Hash access method specific configuration
There are a series of configuration tasks which you can perform when using the Hash access method. They are described in the following sections.
Page fill factor
The density, or page fill factor, is an approximation of the number of keys allowed to accumulate in any one bucket, determining when the hash table grows or shrinks. If you know the average sizes of the keys and data in your data set, setting the fill factor can enhance performance. A reasonable rule to use to compute fill factor is:
(pagesize - 32) / (average_key_size + average_data_size + 8)
The desired density within the hash table can be specified by calling the DB->set_h_ffactor() method. If no density is specified, one will be selected dynamically as pages are filled.
Specifying a database hash
The database hash determines in which bucket a particular key will reside. The goal of hashing keys is to distribute keys equally across the database pages, therefore it is important that the hash function work well with the specified keys so that the resulting bucket usage is relatively uniform. A hash function that does not work well can effectively turn into a sequential list.

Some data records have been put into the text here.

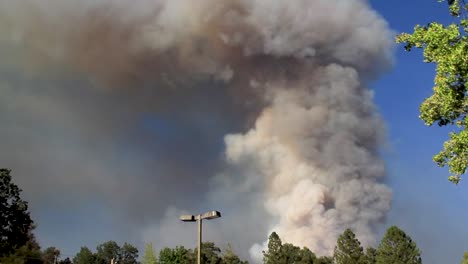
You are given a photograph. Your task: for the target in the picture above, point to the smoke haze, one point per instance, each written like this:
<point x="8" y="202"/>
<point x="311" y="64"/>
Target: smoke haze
<point x="258" y="107"/>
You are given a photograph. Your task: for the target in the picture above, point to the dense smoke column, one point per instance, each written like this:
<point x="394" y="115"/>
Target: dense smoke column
<point x="289" y="75"/>
<point x="317" y="148"/>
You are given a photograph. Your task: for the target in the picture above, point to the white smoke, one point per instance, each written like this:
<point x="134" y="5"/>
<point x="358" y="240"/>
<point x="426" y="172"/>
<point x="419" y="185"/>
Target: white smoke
<point x="290" y="76"/>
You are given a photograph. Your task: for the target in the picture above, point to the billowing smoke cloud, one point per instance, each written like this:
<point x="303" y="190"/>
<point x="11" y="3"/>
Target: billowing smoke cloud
<point x="129" y="102"/>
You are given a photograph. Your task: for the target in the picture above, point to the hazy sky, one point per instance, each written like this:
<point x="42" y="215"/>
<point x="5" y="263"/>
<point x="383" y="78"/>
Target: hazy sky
<point x="425" y="204"/>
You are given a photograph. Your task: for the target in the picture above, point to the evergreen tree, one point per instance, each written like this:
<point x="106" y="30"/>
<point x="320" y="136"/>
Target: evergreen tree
<point x="149" y="257"/>
<point x="179" y="255"/>
<point x="108" y="251"/>
<point x="324" y="260"/>
<point x="229" y="257"/>
<point x="16" y="224"/>
<point x="446" y="46"/>
<point x="371" y="255"/>
<point x="273" y="254"/>
<point x="348" y="249"/>
<point x="465" y="258"/>
<point x="85" y="256"/>
<point x="50" y="255"/>
<point x="397" y="248"/>
<point x="128" y="254"/>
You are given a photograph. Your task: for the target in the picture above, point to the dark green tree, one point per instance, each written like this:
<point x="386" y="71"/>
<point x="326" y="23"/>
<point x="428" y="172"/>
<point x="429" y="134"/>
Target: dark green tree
<point x="465" y="258"/>
<point x="65" y="261"/>
<point x="108" y="251"/>
<point x="397" y="248"/>
<point x="348" y="249"/>
<point x="211" y="254"/>
<point x="307" y="256"/>
<point x="446" y="46"/>
<point x="179" y="255"/>
<point x="149" y="256"/>
<point x="128" y="254"/>
<point x="371" y="255"/>
<point x="273" y="254"/>
<point x="85" y="256"/>
<point x="50" y="255"/>
<point x="287" y="253"/>
<point x="26" y="254"/>
<point x="230" y="257"/>
<point x="324" y="260"/>
<point x="16" y="224"/>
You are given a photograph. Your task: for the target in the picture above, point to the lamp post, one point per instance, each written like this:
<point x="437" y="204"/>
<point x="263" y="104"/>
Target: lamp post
<point x="198" y="218"/>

No hash performs equally well on all possible data sets. It is possible that applications may find that the default hash function performs poorly with a particular set of keys. The distribution resulting from the hash function can be checked using the db_stat utility. By comparing the number of hash buckets and the number of keys, one can decide if the entries are hashing in a well-distributed manner.
The hash function for the hash table can be specified by calling the DB->set_h_hash() method. If no hash function is specified, a default function will be used. Any application-specified hash function must take a reference to a DB object, a pointer to a byte string and its length, as arguments and return an unsigned, 32-bit hash value.
Hash table size
When setting up the hash database, knowing the expected number of elements that will be stored in the hash table is useful. This value can be used by the Hash access method implementation to more accurately construct the necessary number of buckets that the database will eventually require.
The anticipated number of elements in the hash table can be specified by calling the DB->set_h_nelem() method. If not specified, or set too low, hash tables will expand gracefully as keys are entered, although a slight performance degradation may be noticed. In order for the estimated number of elements to be a useful value to Berkeley DB, the DB->set_h_ffactor() method must also be called to set the page fill factor.